6. As is clear from a plain reading of that sentence, the father’s statement does not state that he “would meet all maintenance and accommodation needs” as the Grounds of Appeal contend at paragraph 3(v). To that extent Mr Adophy pragmatically accepted that there was some “confusion” in the drafting of the grounds and the understanding of them by the First-tier Tribunal in granting permission. To my mind the Grounds of Appeal for whatever reason do not accurately reflect the statement by the Sponsor’s father (which the First-tier Tribunal did not have before it when granting permission to appeal). In any event, my reading of the father’s statement that he will ‘support the first Appellant to the best of his ability until she is able to settle down’ is obviously not sufficient to meet paragraph E-ECPT.3.1. which states that the applicant must provide evidence that they will be able to ‘adequately maintain and accommodate themselves and any dependants in the UK without recourse to public funds’. Even so, even if one were to read more into it the text of the statement than a plain reading warrants as Mr Adophy urged me to do, the sentence on its own is insufficient to meet the rules. I asked Mr Adophy whether or not there was any evidence before the First-tier Tribunal as to the father’s ability to support the Appellants and therefore assist them in meeting the relevant paragraph of the immigration rules.

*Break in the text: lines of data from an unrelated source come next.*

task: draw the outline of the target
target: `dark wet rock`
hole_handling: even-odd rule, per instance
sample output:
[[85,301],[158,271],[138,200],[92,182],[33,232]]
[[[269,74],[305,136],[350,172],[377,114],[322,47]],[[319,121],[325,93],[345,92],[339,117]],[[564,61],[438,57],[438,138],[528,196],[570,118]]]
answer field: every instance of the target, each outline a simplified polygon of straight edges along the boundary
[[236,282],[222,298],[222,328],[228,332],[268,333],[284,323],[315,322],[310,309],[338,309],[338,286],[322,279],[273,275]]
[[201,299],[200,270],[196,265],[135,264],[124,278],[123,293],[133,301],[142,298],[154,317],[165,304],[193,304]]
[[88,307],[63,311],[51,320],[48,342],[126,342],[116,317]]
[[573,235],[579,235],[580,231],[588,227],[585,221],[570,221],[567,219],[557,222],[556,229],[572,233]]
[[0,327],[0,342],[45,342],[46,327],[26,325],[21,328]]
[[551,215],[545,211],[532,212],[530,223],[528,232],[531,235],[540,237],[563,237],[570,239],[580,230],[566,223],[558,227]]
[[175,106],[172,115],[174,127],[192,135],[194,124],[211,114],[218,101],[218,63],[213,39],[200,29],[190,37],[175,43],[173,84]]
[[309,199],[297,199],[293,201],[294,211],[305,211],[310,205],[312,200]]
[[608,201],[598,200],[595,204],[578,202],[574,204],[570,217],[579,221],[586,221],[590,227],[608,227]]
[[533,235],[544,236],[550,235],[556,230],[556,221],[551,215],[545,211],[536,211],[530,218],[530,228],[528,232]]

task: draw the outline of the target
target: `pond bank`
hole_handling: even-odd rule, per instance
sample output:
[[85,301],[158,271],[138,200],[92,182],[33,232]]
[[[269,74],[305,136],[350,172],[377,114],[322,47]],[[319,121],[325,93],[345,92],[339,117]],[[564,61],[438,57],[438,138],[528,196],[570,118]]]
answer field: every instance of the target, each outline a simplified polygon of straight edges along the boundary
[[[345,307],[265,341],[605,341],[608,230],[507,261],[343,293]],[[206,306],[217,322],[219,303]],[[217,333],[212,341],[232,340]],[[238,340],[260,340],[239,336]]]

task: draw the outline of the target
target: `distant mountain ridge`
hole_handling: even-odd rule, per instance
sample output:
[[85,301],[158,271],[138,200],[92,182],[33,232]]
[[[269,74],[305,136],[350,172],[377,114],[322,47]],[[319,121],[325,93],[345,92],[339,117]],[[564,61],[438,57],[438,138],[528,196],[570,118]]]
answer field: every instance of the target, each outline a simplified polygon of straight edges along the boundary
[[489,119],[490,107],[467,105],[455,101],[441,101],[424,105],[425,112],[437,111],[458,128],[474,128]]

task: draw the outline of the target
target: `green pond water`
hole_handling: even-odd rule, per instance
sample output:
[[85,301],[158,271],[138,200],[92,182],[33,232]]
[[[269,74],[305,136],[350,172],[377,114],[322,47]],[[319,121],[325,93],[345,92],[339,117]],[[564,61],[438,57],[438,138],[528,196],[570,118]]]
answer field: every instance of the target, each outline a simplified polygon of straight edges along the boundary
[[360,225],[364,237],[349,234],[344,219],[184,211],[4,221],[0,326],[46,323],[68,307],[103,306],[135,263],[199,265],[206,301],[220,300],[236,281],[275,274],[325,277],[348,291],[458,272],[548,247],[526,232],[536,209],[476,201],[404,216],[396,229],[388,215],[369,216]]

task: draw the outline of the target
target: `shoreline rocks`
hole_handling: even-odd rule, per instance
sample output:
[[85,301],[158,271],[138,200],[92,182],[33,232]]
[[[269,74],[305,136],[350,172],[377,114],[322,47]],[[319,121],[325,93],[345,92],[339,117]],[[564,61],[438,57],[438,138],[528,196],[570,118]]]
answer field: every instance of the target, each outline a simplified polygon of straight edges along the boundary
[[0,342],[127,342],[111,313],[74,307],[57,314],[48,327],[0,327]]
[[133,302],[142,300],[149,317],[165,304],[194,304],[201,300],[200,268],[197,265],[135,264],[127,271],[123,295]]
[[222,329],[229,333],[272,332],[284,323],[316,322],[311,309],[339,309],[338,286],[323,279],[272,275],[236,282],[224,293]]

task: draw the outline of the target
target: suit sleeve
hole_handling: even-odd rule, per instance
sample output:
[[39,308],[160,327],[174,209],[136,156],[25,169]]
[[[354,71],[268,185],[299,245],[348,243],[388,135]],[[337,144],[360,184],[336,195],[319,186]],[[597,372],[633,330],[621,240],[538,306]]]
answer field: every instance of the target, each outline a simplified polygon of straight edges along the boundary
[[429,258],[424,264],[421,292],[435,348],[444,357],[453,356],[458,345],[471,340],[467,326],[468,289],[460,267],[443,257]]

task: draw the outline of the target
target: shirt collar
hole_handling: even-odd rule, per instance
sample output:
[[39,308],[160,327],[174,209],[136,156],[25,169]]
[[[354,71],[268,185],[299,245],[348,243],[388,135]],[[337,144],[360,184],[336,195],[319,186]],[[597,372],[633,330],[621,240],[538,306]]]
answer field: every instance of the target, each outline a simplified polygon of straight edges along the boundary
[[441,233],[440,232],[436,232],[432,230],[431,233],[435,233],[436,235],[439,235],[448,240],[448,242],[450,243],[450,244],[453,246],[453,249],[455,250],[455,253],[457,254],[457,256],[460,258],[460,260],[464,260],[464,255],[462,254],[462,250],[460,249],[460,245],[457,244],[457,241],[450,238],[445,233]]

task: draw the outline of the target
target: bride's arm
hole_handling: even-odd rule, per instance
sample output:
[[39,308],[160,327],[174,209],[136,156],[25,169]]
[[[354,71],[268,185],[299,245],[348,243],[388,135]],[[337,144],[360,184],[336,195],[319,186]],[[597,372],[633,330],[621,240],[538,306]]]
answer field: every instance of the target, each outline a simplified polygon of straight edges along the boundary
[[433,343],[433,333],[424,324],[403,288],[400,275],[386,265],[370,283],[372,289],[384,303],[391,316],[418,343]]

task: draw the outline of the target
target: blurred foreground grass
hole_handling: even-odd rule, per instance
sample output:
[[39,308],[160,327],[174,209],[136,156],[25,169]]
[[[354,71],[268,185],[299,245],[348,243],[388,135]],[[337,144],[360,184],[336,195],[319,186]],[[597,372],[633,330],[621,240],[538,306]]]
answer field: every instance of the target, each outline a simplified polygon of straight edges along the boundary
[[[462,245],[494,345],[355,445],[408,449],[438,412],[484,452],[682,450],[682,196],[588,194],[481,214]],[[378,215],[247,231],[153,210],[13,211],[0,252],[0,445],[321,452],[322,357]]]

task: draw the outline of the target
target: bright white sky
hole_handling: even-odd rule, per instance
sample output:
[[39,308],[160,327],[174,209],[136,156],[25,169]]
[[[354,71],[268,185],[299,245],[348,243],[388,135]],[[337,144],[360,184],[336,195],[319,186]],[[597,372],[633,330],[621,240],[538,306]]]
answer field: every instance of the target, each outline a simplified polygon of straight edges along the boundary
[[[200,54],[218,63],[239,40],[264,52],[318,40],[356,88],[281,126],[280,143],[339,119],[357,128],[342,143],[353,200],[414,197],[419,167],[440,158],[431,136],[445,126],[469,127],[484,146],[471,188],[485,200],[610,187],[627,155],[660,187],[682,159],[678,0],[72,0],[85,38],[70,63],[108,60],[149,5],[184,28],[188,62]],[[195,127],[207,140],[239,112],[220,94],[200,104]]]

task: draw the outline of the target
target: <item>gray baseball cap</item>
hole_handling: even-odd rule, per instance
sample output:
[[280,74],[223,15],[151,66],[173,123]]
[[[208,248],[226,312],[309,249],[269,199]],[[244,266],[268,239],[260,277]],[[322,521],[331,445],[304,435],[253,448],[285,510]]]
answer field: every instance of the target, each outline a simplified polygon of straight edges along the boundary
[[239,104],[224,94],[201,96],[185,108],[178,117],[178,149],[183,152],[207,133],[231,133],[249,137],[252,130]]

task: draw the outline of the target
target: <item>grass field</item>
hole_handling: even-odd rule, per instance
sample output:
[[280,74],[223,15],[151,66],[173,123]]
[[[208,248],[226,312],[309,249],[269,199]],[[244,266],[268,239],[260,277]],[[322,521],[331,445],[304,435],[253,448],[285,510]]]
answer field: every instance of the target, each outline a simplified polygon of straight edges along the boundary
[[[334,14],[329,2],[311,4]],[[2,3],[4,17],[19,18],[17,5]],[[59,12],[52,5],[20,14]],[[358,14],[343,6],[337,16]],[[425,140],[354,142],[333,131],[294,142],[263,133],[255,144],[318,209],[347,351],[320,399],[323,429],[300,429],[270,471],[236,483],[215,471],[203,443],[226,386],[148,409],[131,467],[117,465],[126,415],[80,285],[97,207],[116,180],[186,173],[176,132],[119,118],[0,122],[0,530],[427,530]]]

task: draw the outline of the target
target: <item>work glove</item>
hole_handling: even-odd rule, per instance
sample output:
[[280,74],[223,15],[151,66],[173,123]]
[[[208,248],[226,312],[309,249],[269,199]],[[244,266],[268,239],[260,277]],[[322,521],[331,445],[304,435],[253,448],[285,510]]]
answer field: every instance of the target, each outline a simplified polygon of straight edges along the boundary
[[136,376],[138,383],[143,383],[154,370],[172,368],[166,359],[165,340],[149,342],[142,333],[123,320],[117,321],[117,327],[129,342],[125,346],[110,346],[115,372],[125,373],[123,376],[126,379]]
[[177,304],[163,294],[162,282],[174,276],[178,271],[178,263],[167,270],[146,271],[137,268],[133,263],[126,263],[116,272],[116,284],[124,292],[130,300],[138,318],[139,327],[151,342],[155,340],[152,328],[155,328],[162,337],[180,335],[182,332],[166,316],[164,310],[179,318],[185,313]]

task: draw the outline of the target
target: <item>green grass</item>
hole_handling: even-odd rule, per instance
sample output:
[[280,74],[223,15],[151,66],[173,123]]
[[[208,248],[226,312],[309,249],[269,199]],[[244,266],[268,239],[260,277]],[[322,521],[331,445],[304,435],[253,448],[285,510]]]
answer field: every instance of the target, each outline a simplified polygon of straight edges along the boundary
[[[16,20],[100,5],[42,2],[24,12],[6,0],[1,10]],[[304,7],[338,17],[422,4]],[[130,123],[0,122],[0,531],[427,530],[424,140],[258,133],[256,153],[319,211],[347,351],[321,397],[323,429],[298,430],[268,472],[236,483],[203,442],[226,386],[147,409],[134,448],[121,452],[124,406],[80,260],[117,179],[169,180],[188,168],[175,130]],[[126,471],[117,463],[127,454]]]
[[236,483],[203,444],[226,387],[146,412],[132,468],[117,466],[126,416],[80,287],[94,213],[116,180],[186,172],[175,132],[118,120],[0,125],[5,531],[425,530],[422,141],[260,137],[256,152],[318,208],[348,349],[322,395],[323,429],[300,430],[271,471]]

In reply, Mr Adophy accepted that there was no evidence whatsoever of the father’s financial capability in the Appellants’ or Respondent’s bundles before the First-tier Tribunal. Therefore, I find that the grounds are not made out in demonstrating a material error of law in the judge’s assessment of the financial requirements.
7. In any event, till date the Appellants have not sought to explain the discrepancies in the bank statements in any event to demonstrate that the sums referred to within the account are truly present and accounted for. To my mind, the figures on the bank statements require clarification as they are not in the normal course of what one would expect to see and literally do not add up, as alluded to in the Respondent’s review before the First-tier Tribunal. Therefore, it is insufficient for the Appellants to submit that these are funds which are in the possession of the first Appellant as this argument not address the core issue, namely, the discrepancies between the figures and any reasons why those discrepancies are visible on the face of the bank statements.
8. As I have found that there is no material error of law in the First-tier Tribunal’s decision, the appeal remains dismissed; however, my decision should not be taken as indicating in any way that the refusal of entry clearance cannot be reversed in a further application. It is possible for the Appellants to make a further application for entry clearance if they are able to resolve the discrepancies in the evidence in this appeal and if they are so advised. I note the tender ages of the children involved in this appeal, namely that the sponsoring British child was born on 14th September 2011 and that the second Appellant was born on 7th August 2014. Consequently, the first Appellant being the mother of both children and these children still very much being minors, it remains open to the Appellants to make a further application for entry clearance armed with appropriate evidence, if so advised.
9. In light of the above findings I find that the decision of the First-tier Tribunal does not contain any material error of law.
Notice of Decision
10. The appeal to the Upper Tribunal is dismissed.
11. The decision of the First-tier Tribunal shall stand.